Comme dans le solo, les joueurs sont libres de confectionner ce qu’ils veulent avec les ressources accumulées, comme une bombe fumigène pour masquer leurs déplacements, ou une planche cloutée pour les assauts au corps à corps, afin de répondre à une situation ou pour coller à leur style de jeu favori. Celui-ci peut aussi s’exprimer à travers les capacités et l’équipement choisi avant le match. Tous les joueurs ont accès de base à la réanimation de leurs coéquipiers et au marquage des ennemis, mais ceux-ci peuvent être améliorés (réanimation bien plus rapide, avec une barre de vie remplie, marquage plus long, affichage des silhouettes et des ennemis proches). D’autres compétences sont uniques, comme la possibilité de soigner les coéquipiers, se soustraire au mode écoute adverse, récupérer des objets bonus à donner à son équipe, étendre le champ d’action des bombes ou augmenter les munitions récupérées sur les ennemis.

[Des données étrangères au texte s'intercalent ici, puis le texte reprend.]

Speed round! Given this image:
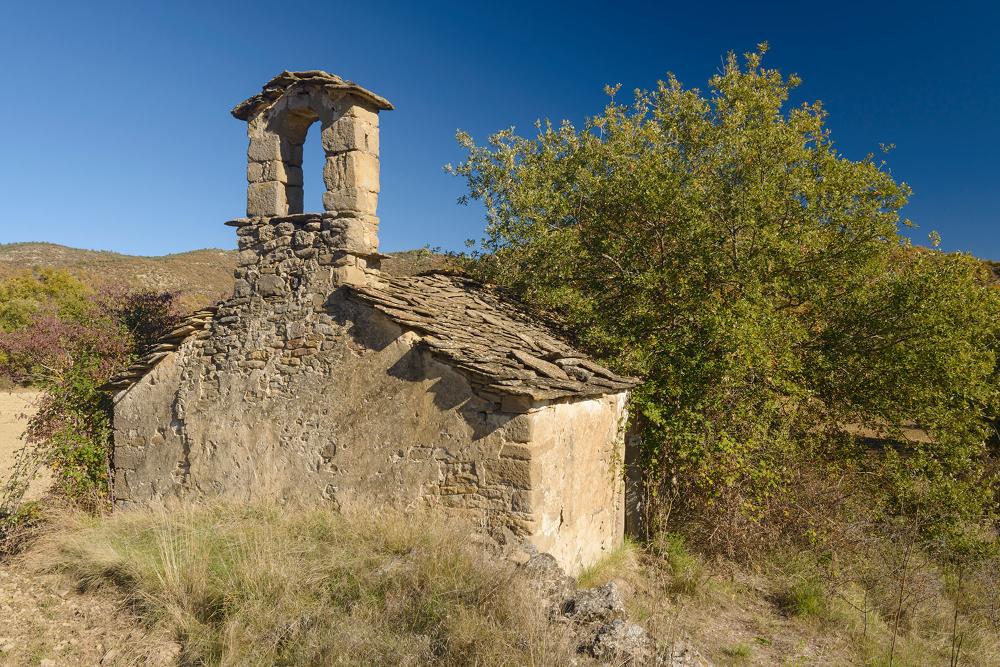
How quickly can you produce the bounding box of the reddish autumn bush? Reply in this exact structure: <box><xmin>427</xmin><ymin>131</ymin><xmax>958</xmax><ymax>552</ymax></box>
<box><xmin>0</xmin><ymin>274</ymin><xmax>179</xmax><ymax>519</ymax></box>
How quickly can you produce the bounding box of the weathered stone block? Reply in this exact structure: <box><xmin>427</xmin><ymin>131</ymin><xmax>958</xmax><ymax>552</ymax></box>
<box><xmin>323</xmin><ymin>188</ymin><xmax>378</xmax><ymax>215</ymax></box>
<box><xmin>257</xmin><ymin>274</ymin><xmax>286</xmax><ymax>296</ymax></box>
<box><xmin>483</xmin><ymin>457</ymin><xmax>532</xmax><ymax>489</ymax></box>
<box><xmin>323</xmin><ymin>151</ymin><xmax>379</xmax><ymax>198</ymax></box>
<box><xmin>344</xmin><ymin>100</ymin><xmax>378</xmax><ymax>127</ymax></box>
<box><xmin>322</xmin><ymin>116</ymin><xmax>378</xmax><ymax>155</ymax></box>
<box><xmin>247</xmin><ymin>181</ymin><xmax>288</xmax><ymax>216</ymax></box>
<box><xmin>333</xmin><ymin>266</ymin><xmax>366</xmax><ymax>285</ymax></box>
<box><xmin>285</xmin><ymin>185</ymin><xmax>303</xmax><ymax>213</ymax></box>
<box><xmin>323</xmin><ymin>217</ymin><xmax>378</xmax><ymax>255</ymax></box>
<box><xmin>510</xmin><ymin>490</ymin><xmax>535</xmax><ymax>514</ymax></box>
<box><xmin>504</xmin><ymin>414</ymin><xmax>535</xmax><ymax>443</ymax></box>
<box><xmin>247</xmin><ymin>134</ymin><xmax>302</xmax><ymax>164</ymax></box>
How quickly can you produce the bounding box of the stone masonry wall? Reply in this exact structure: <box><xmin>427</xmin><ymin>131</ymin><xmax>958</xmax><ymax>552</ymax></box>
<box><xmin>114</xmin><ymin>214</ymin><xmax>620</xmax><ymax>543</ymax></box>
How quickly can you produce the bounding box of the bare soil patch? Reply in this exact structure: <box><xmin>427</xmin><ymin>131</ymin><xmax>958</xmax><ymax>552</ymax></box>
<box><xmin>0</xmin><ymin>389</ymin><xmax>50</xmax><ymax>500</ymax></box>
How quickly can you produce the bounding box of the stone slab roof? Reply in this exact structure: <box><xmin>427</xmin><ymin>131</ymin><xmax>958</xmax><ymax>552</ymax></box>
<box><xmin>100</xmin><ymin>306</ymin><xmax>216</xmax><ymax>391</ymax></box>
<box><xmin>348</xmin><ymin>273</ymin><xmax>637</xmax><ymax>401</ymax></box>
<box><xmin>231</xmin><ymin>69</ymin><xmax>393</xmax><ymax>120</ymax></box>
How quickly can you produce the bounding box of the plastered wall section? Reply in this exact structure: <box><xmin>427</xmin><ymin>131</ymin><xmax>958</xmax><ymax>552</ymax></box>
<box><xmin>530</xmin><ymin>394</ymin><xmax>626</xmax><ymax>574</ymax></box>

Combinées avec le choix d’armes, du fusil à lunette, en passant par le semi automatique ou le fusil à pompe, ces compétences permettent très simplement de façonner une classe fluide qui nous convienne. Il est aussi possible de changer d’équipement de donc de classe en cours de jeu, pour s’adapter à la situation et toujours récompenser notre style de jeu.

En effet, le jeu nous donne des points à l’accomplissement de certaines actions, comme la mise à terre ou l’élimination d’un ennemi évidemment, mais aussi des tâches qui participent au collectif, comme marquer les ennemis, soigner ses alliés, ou leur distribuer des objets. Pas besoin d’éliminer le plus d’ennemis pour être récompensé, les soigneurs sont ainsi régulièrement en haut du classement, reconnaissant leur contribution essentielle.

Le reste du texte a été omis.